最終回、コリン・オーヤマの「12年やってきて、最後の5分だ。同じように攻めれば良い。彼女は疲れている。気持ちを見せろ。ラスト5分、ラスト5分だ」という声に送られたエスパルザは左ハイをガードする。テシアは左前蹴りも、左ジャブを受けそうになる。前足で蹴るテシアはワンツーに、インローをいれる。テシアは右カーフを続けるが、エスパルザが前に出てワンツーのコンビを繰り出す。カーフ後にテイクダウンを狙ったエスパルザ、離れたテシアがインローを当てる。

エスパルザのステップインにワンツーと足への蹴りとカウンターを徹底するテシア。ワンツーで前に出るエスパルザが、左をヒットさせる。さらにローに左を合わせたエスパルザはテイクダウンのフェイクから右も打ち込む。
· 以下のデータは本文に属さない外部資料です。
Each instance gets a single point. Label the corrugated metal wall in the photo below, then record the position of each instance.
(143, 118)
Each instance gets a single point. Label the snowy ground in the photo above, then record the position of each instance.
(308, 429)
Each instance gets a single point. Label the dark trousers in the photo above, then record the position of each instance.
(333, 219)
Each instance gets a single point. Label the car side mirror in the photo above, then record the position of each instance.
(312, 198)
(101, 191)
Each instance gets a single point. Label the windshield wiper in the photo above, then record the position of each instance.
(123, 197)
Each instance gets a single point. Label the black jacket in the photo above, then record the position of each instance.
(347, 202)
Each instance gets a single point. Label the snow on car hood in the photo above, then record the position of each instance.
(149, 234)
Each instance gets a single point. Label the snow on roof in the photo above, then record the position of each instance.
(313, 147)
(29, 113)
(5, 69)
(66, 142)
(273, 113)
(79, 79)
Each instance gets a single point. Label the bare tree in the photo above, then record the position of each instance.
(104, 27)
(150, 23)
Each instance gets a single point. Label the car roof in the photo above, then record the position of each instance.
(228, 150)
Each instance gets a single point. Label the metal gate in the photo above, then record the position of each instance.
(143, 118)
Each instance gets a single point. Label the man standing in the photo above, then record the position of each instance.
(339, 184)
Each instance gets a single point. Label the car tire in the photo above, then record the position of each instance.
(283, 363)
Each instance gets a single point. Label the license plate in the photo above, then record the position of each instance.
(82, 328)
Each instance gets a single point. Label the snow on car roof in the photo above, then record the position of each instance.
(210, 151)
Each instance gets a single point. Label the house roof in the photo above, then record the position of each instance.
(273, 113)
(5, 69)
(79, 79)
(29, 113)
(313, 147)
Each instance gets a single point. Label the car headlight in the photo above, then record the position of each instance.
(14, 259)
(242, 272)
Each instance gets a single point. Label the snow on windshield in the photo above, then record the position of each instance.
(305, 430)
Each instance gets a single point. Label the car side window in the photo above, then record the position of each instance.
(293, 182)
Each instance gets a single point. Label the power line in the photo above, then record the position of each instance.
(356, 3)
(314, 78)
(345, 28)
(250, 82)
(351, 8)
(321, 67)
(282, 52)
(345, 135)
さらにローをキャッチしてテイクダウンを決めたエスパルザが、パウンドを落とし蹴り上げにもパス&ニーインベリーからエルボーを落とす。

果敢なテイクダウン、巧みなコントロール。そして気持ちの打撃とまさに集大成のファイトを見せたエスパルザは、試合終了とともに両手を広げる。クッキーモンスター姿の愛息をケージに迎え入れたカーラ・エスパルザは、意外にも0-3で敗れキャリアを終えた。

29-28、29-28、30-27というアナウンスに諦めの表情を見せてテシアが、3-0の勝利に。「初回は彼女、2Rは私、最終回は私。ブーイングは気にしない」というテシアは4月に白血病で祖母を亡くしたという話にも、観客は非情なブーイングを送り続けた。対して大きな歓声を受け、愛息を抱いて現役最後のインタビューを受けるエスパルザの業績を称えるように、UFCはキャリアを振り返る特別な映像が流すという粋な計らいを見せる。

これには涙のエスパルザは「信じられないほど素晴らしい15年だったわ。私はベスト中のベストと戦ってきたから、簡単ではなかった。浮き沈みも経験した。でも、世界で最高のスポーツでやれることやり切った。全てのUFCファン、友人たち、家族、UFCスタッフに感謝している。Day1から一緒だったコーチ・オーヤマ、マネージャーのブライアン。皆……このスポーツを愛している。皆、ありがとう」という話す。

エスパルザに感謝の言葉を贈ったジョー・ローガンまで言葉を詰まらせており……解説のDJは「泣きそうだ。彼女は勝った」とコメント。そして、カーラ・エスパルザはグローブを置いた。